= John MacLeod (minister) =

Minister of the Free Church of Scotland

John MacLeod (born 14 May 1948 in Fearn, Scotland – died 17 December 2020 in Portmahomack, Scotland), known in Scottish Gaelic as Iain MacLeòid, was a minister of the Free Church of Scotland (Continuing). He came to prominence in connection with allegations against Donald Macleod, which later resulted in the formation of the Free Church (Continuing).

==Early life==
MacLeod grew up in Fearn. Upon finishing school, he was educated at the University of Aberdeen. After graduating, he worked for two years as an insurance underwriter with Standard Life before his ministry career.

== Career ==
After two years working for Standard Life, MacLeod studied at the Free Church College, Edinburgh, graduating in 1974. From there, he worked among students in Aberdeen for two years, before going ton to spend a further two years preaching in North America. He was inducted into the (then) Free Church of Scotland parish of Tarbat (centred around Portmahomack) in 1978. He was minister there until his death.
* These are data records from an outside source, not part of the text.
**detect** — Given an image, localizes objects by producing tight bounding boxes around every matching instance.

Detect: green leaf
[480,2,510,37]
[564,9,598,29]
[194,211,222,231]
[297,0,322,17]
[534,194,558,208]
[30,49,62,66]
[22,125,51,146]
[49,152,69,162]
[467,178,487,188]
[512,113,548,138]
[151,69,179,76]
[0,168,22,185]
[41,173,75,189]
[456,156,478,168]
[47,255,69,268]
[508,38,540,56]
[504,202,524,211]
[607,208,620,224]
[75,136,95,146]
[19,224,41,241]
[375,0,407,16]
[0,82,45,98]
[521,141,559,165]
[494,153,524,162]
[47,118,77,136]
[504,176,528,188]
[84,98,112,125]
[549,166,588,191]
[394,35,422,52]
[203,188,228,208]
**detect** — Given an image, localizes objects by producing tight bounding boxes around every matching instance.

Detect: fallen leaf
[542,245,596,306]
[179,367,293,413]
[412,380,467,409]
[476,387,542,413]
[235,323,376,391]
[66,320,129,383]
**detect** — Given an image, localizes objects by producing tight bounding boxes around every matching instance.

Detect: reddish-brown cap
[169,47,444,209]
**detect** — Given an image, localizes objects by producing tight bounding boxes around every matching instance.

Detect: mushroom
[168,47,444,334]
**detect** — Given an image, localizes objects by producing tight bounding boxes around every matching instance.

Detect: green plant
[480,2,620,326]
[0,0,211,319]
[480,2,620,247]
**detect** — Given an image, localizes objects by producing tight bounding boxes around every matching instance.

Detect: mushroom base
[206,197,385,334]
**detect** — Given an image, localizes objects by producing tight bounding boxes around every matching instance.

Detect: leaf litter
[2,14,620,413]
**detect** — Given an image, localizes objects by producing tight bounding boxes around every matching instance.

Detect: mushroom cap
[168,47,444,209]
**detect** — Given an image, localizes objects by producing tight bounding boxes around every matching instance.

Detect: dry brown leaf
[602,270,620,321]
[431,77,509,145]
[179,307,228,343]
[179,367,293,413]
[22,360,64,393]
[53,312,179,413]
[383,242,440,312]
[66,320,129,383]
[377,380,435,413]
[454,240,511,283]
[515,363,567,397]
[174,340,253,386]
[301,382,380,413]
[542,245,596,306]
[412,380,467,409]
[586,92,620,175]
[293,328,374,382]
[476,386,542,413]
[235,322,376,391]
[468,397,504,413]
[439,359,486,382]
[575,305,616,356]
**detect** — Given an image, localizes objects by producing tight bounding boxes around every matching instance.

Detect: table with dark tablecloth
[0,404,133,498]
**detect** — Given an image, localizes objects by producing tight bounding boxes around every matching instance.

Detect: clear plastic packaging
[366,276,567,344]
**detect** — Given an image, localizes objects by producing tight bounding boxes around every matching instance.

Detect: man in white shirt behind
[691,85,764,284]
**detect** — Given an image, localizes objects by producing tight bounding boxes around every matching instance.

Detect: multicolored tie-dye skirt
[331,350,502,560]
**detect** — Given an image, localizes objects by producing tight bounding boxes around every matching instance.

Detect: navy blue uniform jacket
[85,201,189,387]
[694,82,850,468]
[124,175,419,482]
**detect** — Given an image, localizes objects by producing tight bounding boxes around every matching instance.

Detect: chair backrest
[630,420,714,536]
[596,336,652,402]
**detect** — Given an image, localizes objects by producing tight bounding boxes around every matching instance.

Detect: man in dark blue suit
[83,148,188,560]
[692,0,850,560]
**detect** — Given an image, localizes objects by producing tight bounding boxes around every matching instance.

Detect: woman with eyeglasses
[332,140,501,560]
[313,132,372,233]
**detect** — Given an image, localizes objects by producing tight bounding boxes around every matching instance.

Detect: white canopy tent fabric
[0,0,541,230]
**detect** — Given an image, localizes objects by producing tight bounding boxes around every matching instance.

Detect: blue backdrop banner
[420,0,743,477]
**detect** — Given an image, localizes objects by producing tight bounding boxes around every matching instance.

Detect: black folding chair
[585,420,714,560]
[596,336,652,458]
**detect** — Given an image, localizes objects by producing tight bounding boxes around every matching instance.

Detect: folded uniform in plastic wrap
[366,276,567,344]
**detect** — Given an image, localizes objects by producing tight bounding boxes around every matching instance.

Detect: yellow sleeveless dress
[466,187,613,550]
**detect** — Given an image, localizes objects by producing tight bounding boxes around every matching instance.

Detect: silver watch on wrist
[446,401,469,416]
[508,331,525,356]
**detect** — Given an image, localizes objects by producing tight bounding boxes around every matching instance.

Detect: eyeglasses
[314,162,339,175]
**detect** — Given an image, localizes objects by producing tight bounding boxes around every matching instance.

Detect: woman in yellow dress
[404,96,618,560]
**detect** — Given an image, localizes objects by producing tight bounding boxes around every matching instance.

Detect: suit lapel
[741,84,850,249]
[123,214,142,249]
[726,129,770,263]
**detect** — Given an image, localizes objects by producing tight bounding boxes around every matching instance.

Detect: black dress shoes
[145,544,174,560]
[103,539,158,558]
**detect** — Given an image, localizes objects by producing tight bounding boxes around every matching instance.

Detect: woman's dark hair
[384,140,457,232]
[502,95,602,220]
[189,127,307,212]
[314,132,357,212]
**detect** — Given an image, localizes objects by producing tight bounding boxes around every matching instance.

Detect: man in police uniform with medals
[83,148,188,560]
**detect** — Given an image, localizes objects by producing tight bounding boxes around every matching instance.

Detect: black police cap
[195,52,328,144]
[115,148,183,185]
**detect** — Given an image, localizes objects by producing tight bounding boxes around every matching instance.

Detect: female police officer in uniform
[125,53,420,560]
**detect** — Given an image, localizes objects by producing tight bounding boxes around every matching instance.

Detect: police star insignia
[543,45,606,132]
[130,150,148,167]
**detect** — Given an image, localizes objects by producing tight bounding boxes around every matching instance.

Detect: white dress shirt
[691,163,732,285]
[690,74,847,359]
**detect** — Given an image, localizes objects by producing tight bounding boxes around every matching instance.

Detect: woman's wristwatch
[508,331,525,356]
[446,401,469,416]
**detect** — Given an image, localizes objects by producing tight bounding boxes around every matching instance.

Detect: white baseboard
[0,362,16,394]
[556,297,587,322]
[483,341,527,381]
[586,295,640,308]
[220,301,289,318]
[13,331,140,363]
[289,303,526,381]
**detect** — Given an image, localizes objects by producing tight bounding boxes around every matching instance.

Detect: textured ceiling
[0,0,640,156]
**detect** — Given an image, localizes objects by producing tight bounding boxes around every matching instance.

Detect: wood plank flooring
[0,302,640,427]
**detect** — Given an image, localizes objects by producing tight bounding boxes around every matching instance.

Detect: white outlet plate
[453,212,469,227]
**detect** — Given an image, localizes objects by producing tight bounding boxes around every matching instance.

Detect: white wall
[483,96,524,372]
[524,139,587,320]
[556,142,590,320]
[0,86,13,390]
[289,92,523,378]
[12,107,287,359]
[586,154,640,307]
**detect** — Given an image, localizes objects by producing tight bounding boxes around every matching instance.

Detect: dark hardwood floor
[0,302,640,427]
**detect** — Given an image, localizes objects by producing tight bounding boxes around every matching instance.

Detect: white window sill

He came to prominence in connection with allegations against Donald Macleod, Professor of Systematic Theology at the Free Church College: the professor was answerable to the Training of the Ministry Committee, of which Rev. MacLeod was clerk.

This led, in January 2000, to an attempt to suspend him and over twenty other ministers from the functions of the ministry and to their formation of the Free Church of Scotland (Continuing), of which MacLeod was subsequently appointed the Principal Clerk of Assembly. The Sunday following the split of the denominations, the Free Church maintained that the charge was now vacant, but MacLeod and the congregation turned up as normal for worship, causing issues when the minister, and an Elder, of Rosskeen Free Church showed up to preach (because it was deemed that MacLeod was no longer the minister).

He was Moderator of the 2006 FCC General Assembly. He was nominated to be the Moderator again for the 2020 General Assembly of the Free Church (Continuing), although it was suspended because of the Covid Pandemic.

Notable Quote: Scot minister and professor John MacLeod described pre-Reformation Scotland: ”It had a weak central executive, a turbulent aristocracy, a bloated church [owning half the land], and a downtrodden commonalty. There was hardly a country in Europe that was more backward in civilization, or one in which life and property were less secure.”

== Personal life and death ==
Macleod died suddenly on 17 December 2020 at the age of 72. He died while on the way from the church manse to the Tarbat Church to adjust the Church noticeboard. He was married to Joy Morrison, who was a native of Prince Edward Island, Canada. Together they had nine children, as well as 14 grandchildren.

His funeral took place on 24 December 2020 at Tarbat Free Church (continuing). He was buried in Tarbat New Cemetery.